Par un mémoire en défense enregistré le 6 juillet 2021, la Métropole Nice Côte d'Azur conclut au rejet de la requête et à la condamnation du syndicat des copropriétaires Port Cros à lui payer la somme de 1 500 euros en application des dispositions de l'article L.761-1 du code de justice administrative.
Elle fait valoir que :
1°) à titre principal, la requête est irrecevable en raison de sa tardiveté, la requérante prétendant contester par une requête enregistrée le 18 février 2021, une décision 6 février 2020, puis une décision confirmative du 13 octobre 2020 ;
2°) à titre subsidiaire, la requête n'est pas fondée, le requérant ne démontrant pas que l'avarie sur canalisations serait à l'origine du dommage, alors qu'il y a de fréquents mouvements d'eaux souterraines dans le quartier du port de Nice ; il résulte de l'article 33 du règlement sanitaire départemental que les propriétaires sont tenus de cuveler leur immeuble ; il en va de même de l'article 4.02.2 du règlement d'assainissement de Nice Côte d'Azur ; enfin, la métropole n'a jamais reconnu sa responsabilité.
Vu :
- les autres pièces du dossier ;
Vu :
- le code de justice administrative.
La présidente du tribunal a désigné M. Taormina en application de l'article R.222-13 du code de justice administrative.
Les parties ont été régulièrement averties du jour de l'audience.

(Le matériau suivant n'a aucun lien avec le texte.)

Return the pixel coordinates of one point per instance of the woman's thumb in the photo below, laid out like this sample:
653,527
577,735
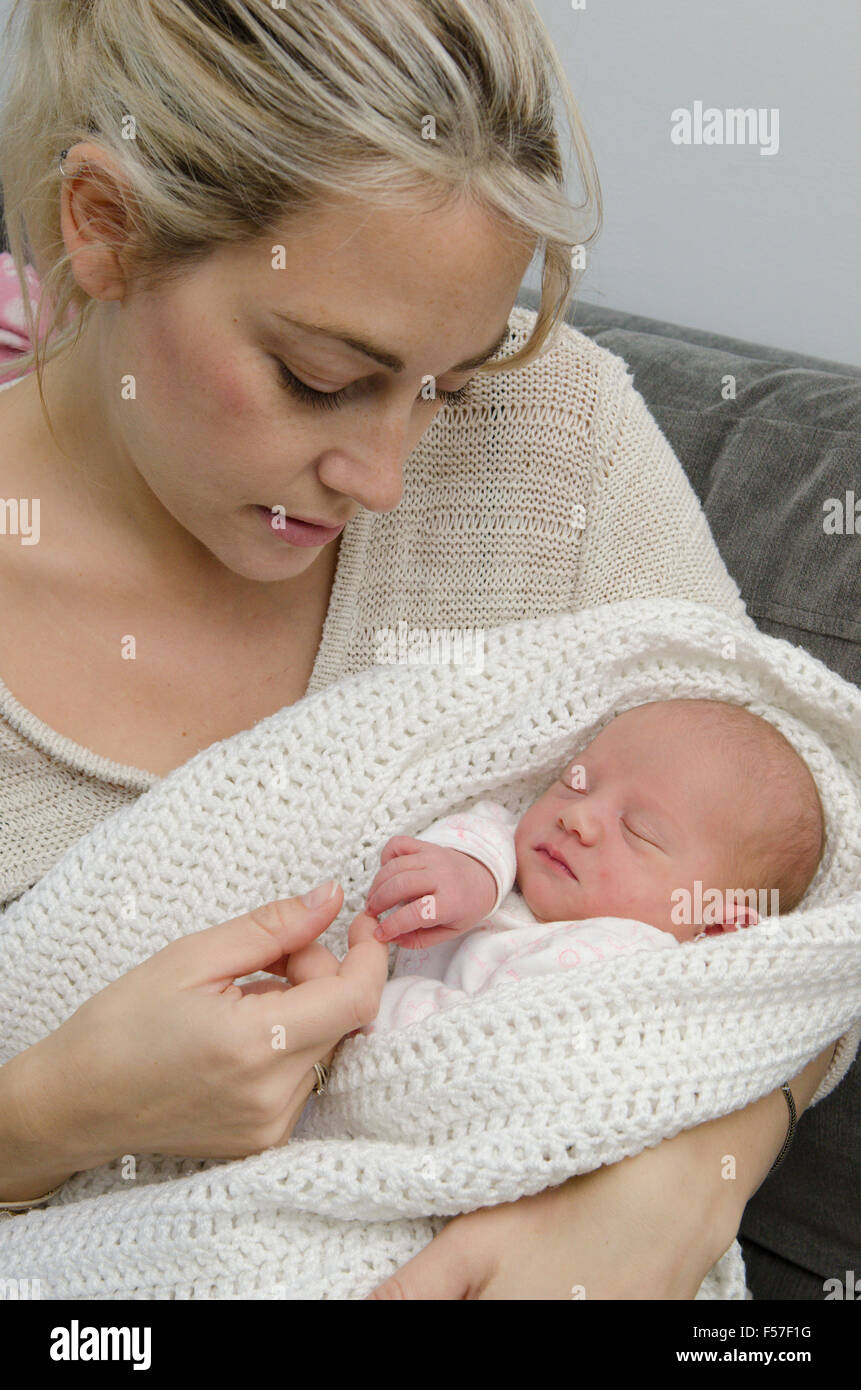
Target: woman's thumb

Ont été entendus au cours de l'audience publique :
- le rapport de M. Gilles Taormina, magistrat désigné,
- les conclusions de M. Patrick Soli, rapporteur public,
- et les observations de Me Blais, représentant le syndicat des copropriétaires Port Cros.
Considérant ce qui suit :
1. La copropriété Le Port Cros, sise au numéro 14 de la rue Fontaine, à Nice, subissant depuis 2018, dans ses sous-sols, de nombreuses inondations en raison d'une casse de canalisation d'eaux usées en partie publique, elle a, par l'intermédiaire de son syndic, le cabinet Taboni SAS, informé la Métropole Nice Côte d'Azur des dommages subis par courriers en date des 5 et 27 décembre 2018. Par courrier du 27 mars 2019, la Métropole Nice Côte d'Azur lui répondait notamment qu'une inspection télévisuelle du branchement jusqu'à la canalisation publique réalisée le 18 février 2019 a permis de mettre en évidence une casse du branchement en partie publique, et que les travaux de réfection du branchement étaient programmés à partir du 21 mars 2019. Cependant, malgré la réalisation annoncée des travaux de réfection du branchement, les fuites devaient se poursuivre après l'été 2019 contraignant la copropriété de faire appel à des entreprises d'assainissement pour procéder au pompage des caves. C'est ainsi que l'entreprise Azuri Assainissement Dépannage Services devait se déplacer les 17 novembre 2018, 28 novembre 2018, 19 décembre 2018, 7 février 2019 et le 12 avril 2019 afin de procéder au pompage des caves. Suite à de nouvelles infiltrations dans son sous-sol, par courrier du
5 juillet 2019, la copropriété, par l'intermédiaire de son syndic, mettait en demeure la métropole de bien vouloir faire procéder à la réparation sans délai et se voyait contrainte de faire procéder à ses frais, à un pompage des eaux de ruissellements en provenance de l'ouvrage public. Par courrier du 29 août 2019, la métropole, après avoir rappelé qu'il avait été constaté par ses services que le branchement des eaux usées du n°16 présentait un défaut structurel sur sa partie publique, l'informait que " Sans préjuger que ce seul défaut observé soit à l'origine des nuisances ", le prestataire du service assainissement a procédé aux travaux de réparation de ce branchement entre 23 juillet et le 1er août 2019 et que si de nouvelles infiltrations se produisaient, il appartenait à la copropriété de vérifier le bon état de l'ensemble de ses réseaux privatifs.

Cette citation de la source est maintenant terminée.